Il aurait mieux fait de démissionner si cela est contraire à sa conception de la responsabilité politique d’une entreprise nationale, ou de réorganiser l’administration s’il en a le pouvoir en plaçant des cadres compétents. Malheureusement MVouo n’a aucun pouvoir, ni le budget nécessaire pour faire fonctionner le minimum ; il est ministre pour se nourrir et nourrir les siens tant le président sera toujours dans son fauteuil entretenu par ses amis de l’hexagone et Jacques.

Pour le moment au Congo la guerre entre les alliés ethniques du président et le clan familial du président continue. Pendant ce temps le "concert des casseroles" des travailleurs de ces deux entreprises continue tous les jours devant le ministre de l’économie et des finances et au domicile du président-directeur-général, afin qu’ils soient indemnisés, car depuis plusieurs années ils attendent leur indemnité de licenciement, bien évidemment abusif.

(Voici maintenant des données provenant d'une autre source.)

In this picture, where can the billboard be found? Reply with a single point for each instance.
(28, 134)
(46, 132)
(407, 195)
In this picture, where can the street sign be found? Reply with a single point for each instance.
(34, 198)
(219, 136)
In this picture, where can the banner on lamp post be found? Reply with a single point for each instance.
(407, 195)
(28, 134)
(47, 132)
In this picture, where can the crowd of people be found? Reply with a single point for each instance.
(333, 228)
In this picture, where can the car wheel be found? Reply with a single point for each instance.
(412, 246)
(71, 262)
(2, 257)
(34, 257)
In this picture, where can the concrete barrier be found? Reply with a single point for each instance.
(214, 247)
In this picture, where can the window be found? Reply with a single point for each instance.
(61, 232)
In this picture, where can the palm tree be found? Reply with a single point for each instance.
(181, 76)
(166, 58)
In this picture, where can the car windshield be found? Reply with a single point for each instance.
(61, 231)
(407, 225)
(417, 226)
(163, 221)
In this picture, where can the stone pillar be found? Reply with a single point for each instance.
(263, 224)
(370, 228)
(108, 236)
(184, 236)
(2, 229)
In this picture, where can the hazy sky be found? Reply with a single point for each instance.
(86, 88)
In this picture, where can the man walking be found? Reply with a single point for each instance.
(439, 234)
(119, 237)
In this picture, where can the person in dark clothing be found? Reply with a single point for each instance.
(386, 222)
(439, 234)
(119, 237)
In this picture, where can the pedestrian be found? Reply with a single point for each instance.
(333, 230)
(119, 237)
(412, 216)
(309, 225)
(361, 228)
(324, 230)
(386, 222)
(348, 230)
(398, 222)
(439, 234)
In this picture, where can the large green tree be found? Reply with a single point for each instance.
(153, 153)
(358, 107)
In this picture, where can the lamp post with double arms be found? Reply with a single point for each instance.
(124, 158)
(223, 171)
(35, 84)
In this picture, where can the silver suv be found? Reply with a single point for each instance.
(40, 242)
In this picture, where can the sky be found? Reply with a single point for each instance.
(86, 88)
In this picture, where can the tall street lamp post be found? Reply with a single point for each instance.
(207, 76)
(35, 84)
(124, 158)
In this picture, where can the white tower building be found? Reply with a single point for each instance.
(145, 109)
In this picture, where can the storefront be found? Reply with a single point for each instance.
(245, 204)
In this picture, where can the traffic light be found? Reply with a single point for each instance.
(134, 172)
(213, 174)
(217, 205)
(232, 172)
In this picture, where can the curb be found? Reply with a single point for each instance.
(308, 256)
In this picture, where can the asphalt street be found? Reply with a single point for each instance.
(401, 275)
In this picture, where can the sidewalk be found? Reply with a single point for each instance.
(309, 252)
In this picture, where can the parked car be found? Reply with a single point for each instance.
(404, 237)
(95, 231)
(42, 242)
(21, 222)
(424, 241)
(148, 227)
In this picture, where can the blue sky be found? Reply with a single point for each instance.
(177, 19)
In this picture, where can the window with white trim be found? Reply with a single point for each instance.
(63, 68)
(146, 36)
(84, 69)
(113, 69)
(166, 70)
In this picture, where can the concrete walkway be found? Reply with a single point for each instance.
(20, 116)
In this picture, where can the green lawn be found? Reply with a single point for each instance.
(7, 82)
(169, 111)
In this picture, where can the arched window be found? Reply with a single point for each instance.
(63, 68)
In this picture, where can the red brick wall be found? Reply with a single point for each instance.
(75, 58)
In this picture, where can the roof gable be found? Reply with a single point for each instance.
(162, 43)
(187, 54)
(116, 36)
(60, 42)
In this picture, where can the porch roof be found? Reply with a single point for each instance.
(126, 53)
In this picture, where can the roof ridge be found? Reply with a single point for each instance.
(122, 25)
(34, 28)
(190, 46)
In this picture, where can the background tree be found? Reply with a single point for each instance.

Article ci-dessous extrait du site de l’AFP par EFL militant pour la démocrtie et le développement ********************************************************************** 23 MARS 2005 - CONGO / TELECOMMUNICATIONS

Le ministre des PTT dénonce la mauvaise gestion... des PTT Le ministre congolais des Postes et Télécommunications Philippe Mvouo a dénoncé avec une extrême sévérité la "mauvaise gestion" des entreprises publiques de la poste et des télécommunications. "Mon constat est amer, négatif et pousse à la déception. Le secteur de la poste et des télécommunications est malade", écrit M. Mvouo dans ce courrier, parvenu mercredi, en forme de programme d’action pour les années 2005-2007. La Société des postes et d’épargne du Congo (Sopeco) et la Société des télécommunications du Congo (Sotelco) "sont des éléphants blancs", poursuit le ministre dans ce document adressé aux deux sociétés publiques, ainsi qu’aux sociétés privées de téléphonie mobile. "Elles présentent une apparence de bonne santé trompeuse. Elles sont mal gérées. Le visage présenté chaque jour, repeint à coup d’auto-éloges et d’autosatisfaction, relève du faux", a ajouté M. Mvouo, annonçant son intention de procéder à une réforme du secteur. Dans ce document, M. Mvouo n’avance aucun chiffre pour illustrer la situation de la Sopeco et de la Sotelco, créées en 2002 après la dissolution de l’Office national des postes et télécommunications (ONPT). Selon une source proche de la Sotelco, ces critiques s’adressent en particulier à l’administrateur général de la Société des télécommunications René Serge Blanchard Oba, dont les relations avec M. Mvouo seraient tendues. Dans sa lettre-programme, M. Mvouo a ainsi critiqué l’"échec" du programme de développement du réseau de téléphone fixe du pays, lancé en 2003 pour un montant de 80 milliards de francs CFA (122 millions d’euros).